Preferably, this method comprises increasing its suspension by at least 100 mV, more preferably at least 200 mV.

This slurry may have any suitable solids content.

According to the present invention, an apparatus is also provided for performing the method described above.

The present invention is further described by way of example with reference to the attached figure, which is a diagram of one embodiment of a method for isolating nickel-containing sulfide minerals from mined ore according to this invention.

In this figure, a 40% suspension of ore-containing solid particles containing nickel-containing sulphides is fed into the cyclone 5 from the core mill 3, and this suspension is divided into two streams based on the particle size. The ore in this slurry is derived from the mine ore, which has been subjected to size reduction through crushing and grinding operations.

The bottom stream, which contains coarse particles, is processed in a sequence of flotation and purification steps, described below.

The upper stream is fed into the second cyclone 7 and is divided based on the size of the particles into the lower stream of fine particles and the upper stream of sludge.

The upper stream of sludge is pumped into the sludge dam.

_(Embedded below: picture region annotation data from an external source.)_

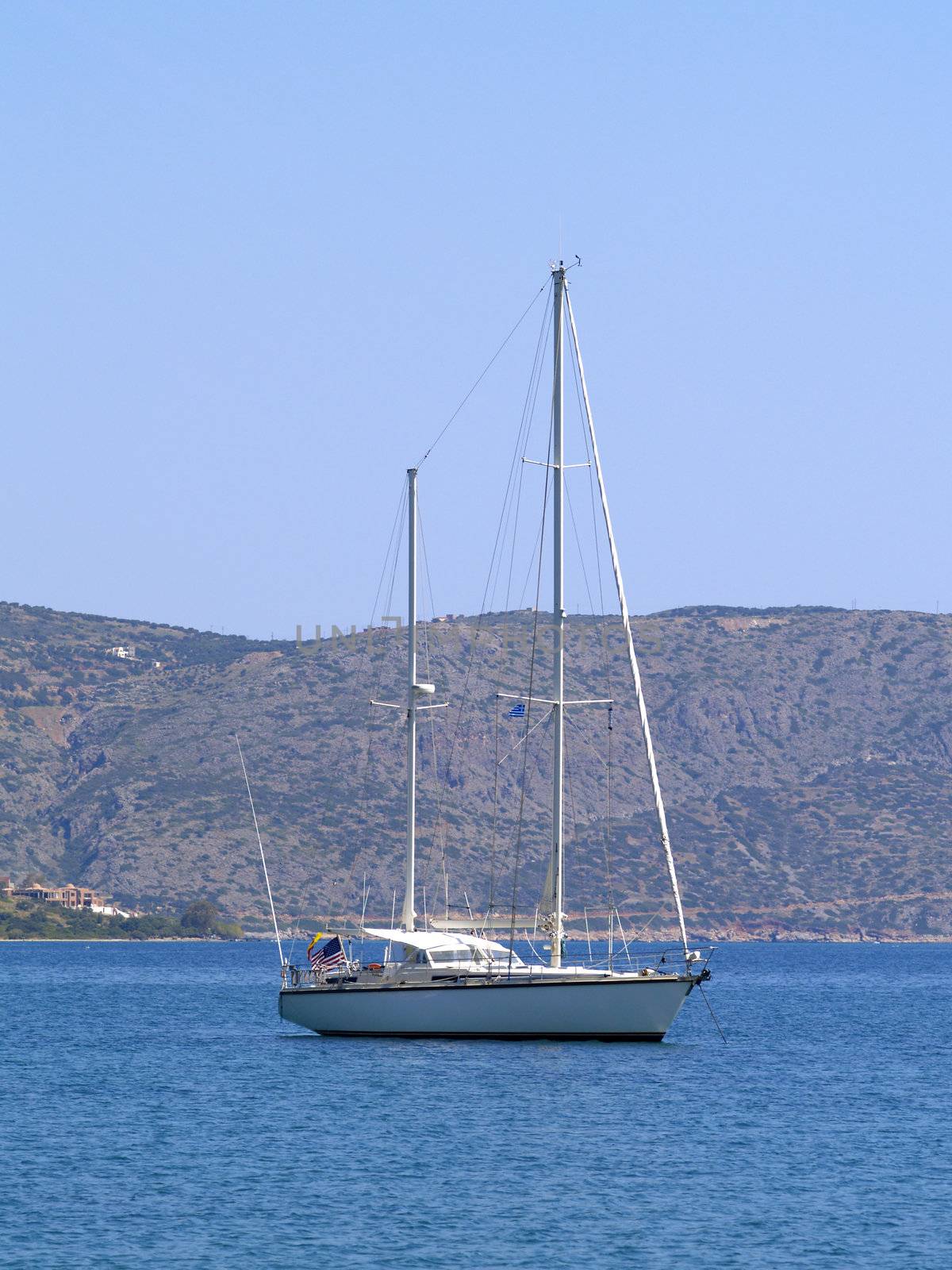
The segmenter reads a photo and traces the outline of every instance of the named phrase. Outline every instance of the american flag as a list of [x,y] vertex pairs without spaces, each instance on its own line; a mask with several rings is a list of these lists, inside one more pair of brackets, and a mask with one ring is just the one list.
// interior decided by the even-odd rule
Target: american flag
[[347,961],[347,955],[344,945],[340,942],[340,936],[335,935],[333,940],[327,940],[322,949],[316,949],[315,944],[320,939],[324,939],[324,936],[315,935],[307,945],[307,960],[311,963],[311,969],[330,970],[335,965],[343,965]]

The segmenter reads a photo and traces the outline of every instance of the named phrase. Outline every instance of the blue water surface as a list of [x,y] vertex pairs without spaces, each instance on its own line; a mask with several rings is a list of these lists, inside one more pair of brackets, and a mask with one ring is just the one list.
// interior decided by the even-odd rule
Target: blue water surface
[[664,1044],[324,1039],[265,944],[0,944],[0,1265],[952,1265],[952,946],[732,944]]

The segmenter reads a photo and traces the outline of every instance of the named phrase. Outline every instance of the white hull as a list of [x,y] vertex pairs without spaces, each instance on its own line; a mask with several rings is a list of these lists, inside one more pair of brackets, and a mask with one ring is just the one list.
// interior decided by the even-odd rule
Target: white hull
[[298,987],[281,1016],[331,1036],[504,1040],[661,1040],[693,986],[689,978],[612,977],[575,983],[438,987]]

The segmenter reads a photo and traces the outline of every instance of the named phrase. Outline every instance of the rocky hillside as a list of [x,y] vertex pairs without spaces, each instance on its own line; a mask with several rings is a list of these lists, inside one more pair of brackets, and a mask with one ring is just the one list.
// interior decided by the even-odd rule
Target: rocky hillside
[[[539,620],[542,621],[542,618]],[[692,928],[834,937],[952,935],[952,618],[693,608],[636,620]],[[617,620],[572,617],[569,691],[612,696],[567,729],[567,897],[604,926],[670,928]],[[526,691],[533,615],[426,629],[420,737],[426,902],[532,911],[548,834],[545,707]],[[534,691],[548,695],[548,632]],[[135,659],[109,654],[133,645]],[[245,749],[287,916],[390,917],[402,850],[405,635],[255,643],[0,605],[0,872],[140,904],[213,899],[254,926],[260,862]],[[156,664],[157,663],[157,664]],[[538,724],[536,728],[534,725]],[[515,748],[514,748],[515,747]],[[524,775],[524,782],[523,782]],[[609,781],[611,776],[611,781]],[[524,784],[524,798],[522,789]],[[609,796],[611,785],[611,796]],[[522,823],[522,827],[520,827]],[[421,886],[423,889],[423,886]]]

The bottom stream of fine particles is processed in a sequence of flotation and purification steps, described below.

The particle size ranges for these streams are as follows:

(a) lower coarse particle flow - greater than 40 microns;

(b) the lower stream of fine particles is less than 40 microns and (c) the upper stream of sludge is less than 10-15 microns.

There are four key processing steps for the bottom coarse particle flow and the bottom fine particle flow in the circuit shown in the figure.

As a summary:

(a) the first stage is a coarse particle flotation stage 9, in which the lower coarse particle stream from the cyclone 5 is pretreated by regulating it with a stream by adding a reducing agent in the form of sodium dithionite and then treated in flotation cells at high density in the presence of sulfuric acid and a surface modifying agent in the form of guar;

(b) the second stage is a stage 11 of fine particle flotation, in which the bottom stream of fine particles from the cyclone 7 is pretreated by adjusting the flow with the sodium dithionite and then flotation with low density in the presence of sulfuric acid, citric acid and guar;

(c) the third stage is a front cleansing chain 13, in which the primary flotation concentrate from the flotation stage 9 of coarse particles is regrind and then combined with the primary flotation concentrate from the first group of cells in stage 11 flotation of fine particles for cleaning in the presence of sulfuric acid and guar ; and (b) the fourth stage is a rear cleansing chain 15, in which the flotation concentrate obtained from (ί) the scavenger concentrate from the flotation stage 9 of coarse particles, (and) the primary flotation concentrate from the last group of cells in stage 11 flotation of fine particles and ( ίίί) the waste from the front cleaner 13 is ground again before cleaning in the presence of a combination of reagents, including sulfuric acid and guar.

Each of the above stages and essential operating conditions are discussed in more detail below.

Stage 9 Flotation of Coarse Particles

The bottom stream of coarse particles from the cyclone 5 is first pretreated by adjusting the flow to It by adding sodium dithionite and then treated in primary flotation cells 51 at high density in the presence of sulfuric acid and guar.

As described above, the purpose of adding dithionite is to reduce Her to the required degree, usually at least 100 mV, to make nickel-containing sulphides in the stream less hydrophobic to the extent necessary to allow the guar to settle on talc particles, rather than on nickel-containing sulphides particles, the most worsening flotation characteristics of talc particles.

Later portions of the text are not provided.